Transmission of COVID-19 in India has increased to an extent over the past week, yet the rate remains significantly lower than that the global rate.
On March 19, every positive case in India was transmitting the virus to 1.7 people on average. By March 26, that number had risen to 1.81, but remained significantly lower than in countries such as Iran or Italy, according to Institute of Mathematical Sciences in Chennai scientist Sitabhra Sinha.
For comparison, a study in The Lancet estimates the global transmission rate of COVID-19 — the number of persons infected by every positive case — to be between 2 and 3.
“By the end of the month about 1,500 live infections,” Sinha estimated, speaking on March 26. “By April 5, just upward of 3,000, and in the worst case, will just cross 5,000. There has been a slight upward shift of the slope of the exponential curve after March 16. However, the effect of the lockdown should also bring down the growth rate somewhat, but we’ll only know by how much after a week.”

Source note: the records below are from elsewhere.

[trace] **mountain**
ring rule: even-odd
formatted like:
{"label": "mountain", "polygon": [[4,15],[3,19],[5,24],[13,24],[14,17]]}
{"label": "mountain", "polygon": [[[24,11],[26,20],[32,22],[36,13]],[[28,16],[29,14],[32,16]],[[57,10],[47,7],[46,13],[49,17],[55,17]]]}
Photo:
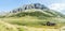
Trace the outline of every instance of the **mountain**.
{"label": "mountain", "polygon": [[40,3],[34,3],[34,4],[26,4],[18,9],[15,9],[10,12],[8,16],[15,16],[15,17],[23,17],[23,16],[36,16],[36,17],[65,17],[60,12],[50,10],[43,4]]}
{"label": "mountain", "polygon": [[23,6],[18,7],[18,9],[13,10],[13,11],[10,12],[10,13],[22,12],[22,11],[30,10],[30,9],[49,10],[49,9],[48,9],[47,6],[44,6],[43,4],[34,3],[34,4],[26,4],[26,5],[23,5]]}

With this low growth rate, it took one month for India’s COVID-19 case numbers to climb from three to one thousand. Comparing this month’s case growth to South Korea’s first month of cases shows that India’s curve has recently become flatter than that of the other country at a corresponding stage. The death rate has remained flatter as well.
In fact, a comparison of the first 30 days of six different countries’ case counts shows that India has had a lower growth than South Korea, Spain, Iran, and Italy, but not Singapore.
It is important to note, however, that due to testing discrepancies, these country-reported numbers taken from the World Health Organization are dependent on the amount of conducted tests. Also, these numbers are subject to change depending on a variety of factors, such as the effectiveness of India’s 21-day quarantine.